Sir Jack estaba satisfecho. Rodeó a Paul con el brazo y notó una rigidez gratificante en sus hombros mientras le conducía hacia la puerta.
– Es un hombre con suerte, Paul. Le envidio. Juventud. El amor de una buena mujer. La vida por delante. -Extendió la mano hacia el pomo de la puerta-. Mis bendiciones. A ambos.
Paul estaba seguro de una cosa: que Sir Jack no hablaba en serio. Pero ¿qué querría decir?

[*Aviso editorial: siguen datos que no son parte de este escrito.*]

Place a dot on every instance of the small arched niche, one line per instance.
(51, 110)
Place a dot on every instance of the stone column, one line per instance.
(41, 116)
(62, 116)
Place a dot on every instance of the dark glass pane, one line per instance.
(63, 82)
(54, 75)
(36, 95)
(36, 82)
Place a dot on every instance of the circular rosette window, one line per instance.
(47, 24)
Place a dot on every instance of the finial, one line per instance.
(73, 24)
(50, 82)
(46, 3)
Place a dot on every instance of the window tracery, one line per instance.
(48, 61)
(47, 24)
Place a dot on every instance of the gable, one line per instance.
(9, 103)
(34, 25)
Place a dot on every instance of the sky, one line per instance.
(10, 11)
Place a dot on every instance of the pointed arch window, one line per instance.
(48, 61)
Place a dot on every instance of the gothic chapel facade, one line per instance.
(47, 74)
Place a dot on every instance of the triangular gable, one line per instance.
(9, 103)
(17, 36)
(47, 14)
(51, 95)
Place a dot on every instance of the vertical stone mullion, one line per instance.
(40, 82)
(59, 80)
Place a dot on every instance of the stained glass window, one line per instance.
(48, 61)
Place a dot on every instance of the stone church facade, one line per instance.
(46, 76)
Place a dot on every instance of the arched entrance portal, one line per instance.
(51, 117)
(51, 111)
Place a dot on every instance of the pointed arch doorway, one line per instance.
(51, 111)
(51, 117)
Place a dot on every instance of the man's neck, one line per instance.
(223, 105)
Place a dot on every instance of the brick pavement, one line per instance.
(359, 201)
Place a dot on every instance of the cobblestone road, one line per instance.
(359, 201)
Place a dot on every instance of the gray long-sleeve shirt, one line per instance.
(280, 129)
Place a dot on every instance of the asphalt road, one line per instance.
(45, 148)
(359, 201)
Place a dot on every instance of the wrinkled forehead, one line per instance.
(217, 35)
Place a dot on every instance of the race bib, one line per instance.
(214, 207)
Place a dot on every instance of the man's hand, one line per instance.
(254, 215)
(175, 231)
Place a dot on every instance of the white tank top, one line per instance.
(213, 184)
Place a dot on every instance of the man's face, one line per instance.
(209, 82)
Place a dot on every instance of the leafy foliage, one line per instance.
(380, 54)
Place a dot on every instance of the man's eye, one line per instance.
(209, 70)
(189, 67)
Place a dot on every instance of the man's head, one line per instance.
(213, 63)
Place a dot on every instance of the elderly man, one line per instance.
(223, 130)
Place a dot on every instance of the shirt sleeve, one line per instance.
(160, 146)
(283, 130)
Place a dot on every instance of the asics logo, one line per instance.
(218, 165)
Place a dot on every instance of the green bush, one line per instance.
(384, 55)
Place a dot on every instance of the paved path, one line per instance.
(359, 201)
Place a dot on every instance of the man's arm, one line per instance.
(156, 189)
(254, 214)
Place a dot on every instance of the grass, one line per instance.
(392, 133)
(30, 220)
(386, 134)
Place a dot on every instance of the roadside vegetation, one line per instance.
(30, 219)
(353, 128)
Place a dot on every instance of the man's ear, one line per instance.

Robin Hood y su alegre pandilla. Correteando por el Glen. Daban a los pobres lo que robaban a los ricos. Robin Hood, Robin Hood. Un mito primario; mejor aún, un mito primario inglés. Un mito de libertad y rebelión: rebelión justificada, por supuesto. Sabios -aunque ad hoc- principios de recaudación y redistribución de ingresos. El individualismo como medio de atemperar los excesos del libre mercado. La fraternidad humana. Un mito cristiano, asimismo, a pesar de ciertos aspectos anticlericales. El monasterio bucólico de Sherwood Forest. El triunfo de los virtuosos, que sin embargo eran más ladrones, al parecer, que el arquetípico magnate. Y, por añadidura, ocupaba el número 7 en la lista de las cincuenta quintaesencias de la inglesidad, posteriormente retocada por Sir Jack. El mito de Robin Hood había recibido una atención prioritaria desde el principio. Parkhurst Forest fue convertido fácilmente en Sherwood Forest, y las inmediaciones de la Cave habían sido arbóreamente realzadas por la repatriación de varios centenares de robles adultos procedentes de la mansión de un príncipe saudí. Los martillos neumáticos estaban devolviendo una autenticidad añeja al revestimiento de piedra de la Cave, y se había aplicado al dormitorio una segunda capa de pintura. Habían instalado la tubería de gas hasta la barbacoa, grande como para un buey, y se estaba haciendo la entrevista final para contratar a los miembros de la alegre pandilla de Robin. Martha Cochrane apenas ejerció de cínica -era más un ocioso garabato mental- cuando, en el comité del jueves, dijo:
– A propósito, ¿por qué todos los miembros de la pandilla son hombres?
– ¿Es católico el Papa? -contestó Mark. -Prescinda del feminismo, Martha -dijo Jeff-. Al superdólar y al yen largo no les interesa. -Era sólo…
Pero el Dr. Max acudió en su ayuda, caballeroso pero malévolo.